Today is EV Day!!! I always get excited when Tuesday rolls around. SO has turned into an excellent shot, never hitting a vein or capillary. Now that I say that, she is going to draw blood today, hahaha!
I don’t know my progress in regards to other trans women, but I know that I feel that my transition is moving along nicely. I am going to have to get a new drivers license, in part because it will expire on my birthday; also, because, honestly, the picture looks nothing like me. I lost 75 pounds between that picture and now. Also, I fancy that the hormones are doing their job, albeit slowly. One of my Friends said I don’t look so much like a guy anymore, although I think she was referencing my look with makeup on. As an aside, I still can’t do makeup. My SO is the true makeup artist, sculpting my face into something that I find beautiful!!!! Anyway, I know the day will come where I don’t look like my former persona, so I will have to change my license then, too. I am trying to gauge when I should start the name change process. Obviously, I will nee to save some money. It is ridiculous how much this process costs, both in money and time/emotional investment. Anyway, I will have to go through it. The question is when. Maybe if I was in contact with Eli, I would have a clearer view. I just don’t have 190$ for an hour, when I could use that money for other things. I guess I need to readjust my priorities and think about getting another job. I need full time pay. So, yeah, there’s that… I’m calling Eli today. Whether or not he can help me, I need to reestablish a connection. Hopefully, he is not in Costa Rica by now. If he is, I will have to hit him up on FB. I need my therapist!! hahaha!!!

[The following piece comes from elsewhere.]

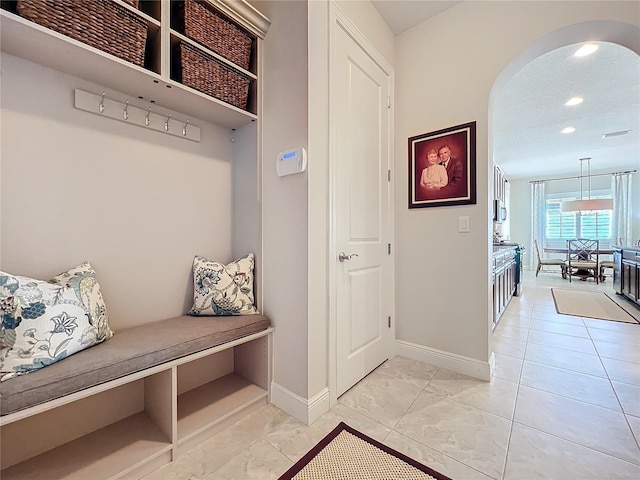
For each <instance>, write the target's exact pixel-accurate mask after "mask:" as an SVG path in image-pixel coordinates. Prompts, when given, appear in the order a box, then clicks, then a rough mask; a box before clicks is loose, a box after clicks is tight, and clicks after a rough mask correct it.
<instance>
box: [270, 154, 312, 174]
mask: <svg viewBox="0 0 640 480" xmlns="http://www.w3.org/2000/svg"><path fill="white" fill-rule="evenodd" d="M306 169H307V151H306V150H305V149H304V148H303V147H298V148H293V149H291V150H285V151H284V152H280V153H279V154H278V158H277V160H276V172H277V173H278V176H279V177H284V176H285V175H293V174H294V173H302V172H304V171H305V170H306Z"/></svg>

Friday is the day for Dr. Tangpricha, my endo. He only sees trans patients on Friday, and it is a process to get to be his patient. This will be the first time in 6 months that I have seen him. I hope he will have noticed the changes, though not in my voice yet. He will have to be one of the doctors to write one of my letters for surgery, which I am going to have, at some point. Maybe we can come up with a plan to make my boobs grow! HAHHAHA!! I kid. I kid. I think, hahahaha. I’ve still got to realize that I am not out at work, although all I wear is women’s clothing now. I guess it is an open secret. Or not. Really, some people would rather hang in the darkness than to face up to their homophobia and transphobia. I know there will be some, and I will lose some colleagues when I officially come out, because then they will have to confront their fears. Son will I, no lie. It is one thing to wear women’s clothing to work; it is another to come out as a trans woman. Buuuuuuuttt, the time will come, as I won’t be able to hide the changes my body is going much longer, especially with the clothing currently wear. Anyway, that is a post for another day. I will post more on Friday after speaking with Dr Tangpricha. By then, I will have also gotten ( or at least attempted to get) in touch with Eli, my therapist. Until then, dear readers of the page, stay cool in this hot weather. We’ll talk again soon!